The other day, I decided to buy an extended life battery for my Sony Vaio. Since it’s an older laptop, the orignal battery was beginning to show its age and was giving me about half an hour of use before dying. So, off I went and bought a 13 cell model from what appeared to be a UK site, and much cheaper than batteries Sony sells. Anyone who has recently tried to buy an after-market battery for a Sony laptop recently probably knows exactly what I’m about to say.
Sure enough, the battery turned up and I plugged it in happily to the back of the laptop, only to see the battery light start flashing like mad.
“Hmm,” I thought “this can’t be good”. Sure enough, Ubuntu reported that the battery was detected and connected to the mains, but wasn’t actually charging. This led me to hit Google to see if anyone else had problems. It turns out that Sony doesn’t like you using 3rd party batteries. Most vendors would just give you some nonsense about the dangers of 3rd party parts and leave it up to you, but not Sony.

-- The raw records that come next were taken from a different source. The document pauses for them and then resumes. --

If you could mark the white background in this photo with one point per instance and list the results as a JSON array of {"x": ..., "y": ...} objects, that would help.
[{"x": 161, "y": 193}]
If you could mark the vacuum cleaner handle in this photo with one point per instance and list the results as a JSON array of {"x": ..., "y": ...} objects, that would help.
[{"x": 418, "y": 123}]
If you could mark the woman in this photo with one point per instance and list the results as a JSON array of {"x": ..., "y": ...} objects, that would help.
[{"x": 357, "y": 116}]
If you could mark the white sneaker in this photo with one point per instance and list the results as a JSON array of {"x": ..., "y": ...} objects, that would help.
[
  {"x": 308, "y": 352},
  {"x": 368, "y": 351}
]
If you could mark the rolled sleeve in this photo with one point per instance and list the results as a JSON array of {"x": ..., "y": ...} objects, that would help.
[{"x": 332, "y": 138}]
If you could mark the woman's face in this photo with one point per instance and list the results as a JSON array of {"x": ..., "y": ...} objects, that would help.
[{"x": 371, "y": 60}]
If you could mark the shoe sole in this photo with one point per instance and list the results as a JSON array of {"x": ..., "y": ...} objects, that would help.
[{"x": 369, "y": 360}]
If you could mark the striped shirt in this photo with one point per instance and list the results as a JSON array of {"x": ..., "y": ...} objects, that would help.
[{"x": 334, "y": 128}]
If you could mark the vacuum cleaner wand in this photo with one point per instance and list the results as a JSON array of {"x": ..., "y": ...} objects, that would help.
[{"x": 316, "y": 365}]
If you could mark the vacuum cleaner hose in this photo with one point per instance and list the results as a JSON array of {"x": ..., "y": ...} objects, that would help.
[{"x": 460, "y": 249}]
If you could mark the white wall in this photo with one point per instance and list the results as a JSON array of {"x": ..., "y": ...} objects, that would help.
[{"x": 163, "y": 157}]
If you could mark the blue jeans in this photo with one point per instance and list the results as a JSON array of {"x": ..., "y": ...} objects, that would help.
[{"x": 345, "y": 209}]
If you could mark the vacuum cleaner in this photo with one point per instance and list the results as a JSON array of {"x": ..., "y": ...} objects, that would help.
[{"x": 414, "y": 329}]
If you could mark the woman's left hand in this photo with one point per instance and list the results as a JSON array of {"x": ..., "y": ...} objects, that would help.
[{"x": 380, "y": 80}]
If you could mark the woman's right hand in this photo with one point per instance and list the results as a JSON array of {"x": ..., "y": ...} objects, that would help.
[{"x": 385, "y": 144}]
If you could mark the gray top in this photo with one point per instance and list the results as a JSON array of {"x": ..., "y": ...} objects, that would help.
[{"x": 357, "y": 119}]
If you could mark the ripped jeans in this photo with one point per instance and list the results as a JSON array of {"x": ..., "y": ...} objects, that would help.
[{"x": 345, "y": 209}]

They have actually implemented a hardware block which checks to ensure the installed battery is a genuine Sony part. Since this is implemented in the Insyde H2O “BIOS” (actually an EFI system), the only way around it is to patch the BIOS. Now, this sort of thing gives me the heeby jeebies: a 3rd party “patch” for my BIOS? No thanks! Still it was either that or send the battery back. As it turned out, my model wasn’t supported by the BIOS patching tool supplied by the vendor, so the battery is going back anyway.
Even worse, the laptop is now bricked due to a failed BIOS upgrade. Most Insyde machines have an emergency or “crisis” recovery mode, which allows a reasonably canny user to recover the BIOS to an original image. Sony, in their wisdom, have disabled this, their only solution – a motherboard replacement. As a result, I’ve ended up a good portion of my precious time trawling BIOS mod forums and trying to manually edit BIOS files using a variety of suspect tools and hex editors, and after many hours, I’ve finally given up. Given the age of the laptop, a mainboard replacement isn’t really an economical option, so I’m stuck waiting for a decently priced board coming up on eBay.
I’d love to say that I understand vendors wanting to hide the complexity of advanced BIOS options from their users, but actually I can’t. It doesn’t aid security in anyway, and it certainly doesn’t help when well-documented recovery mechanisms are disabled so that the vendor can punish their customers with outrageous “repair” fees. As it is, I’d love to get my hands on the person who came up with the concept of implementing EFI hardware blocks.
It will be a long time before you see me with another Sony laptop, that’s for sure!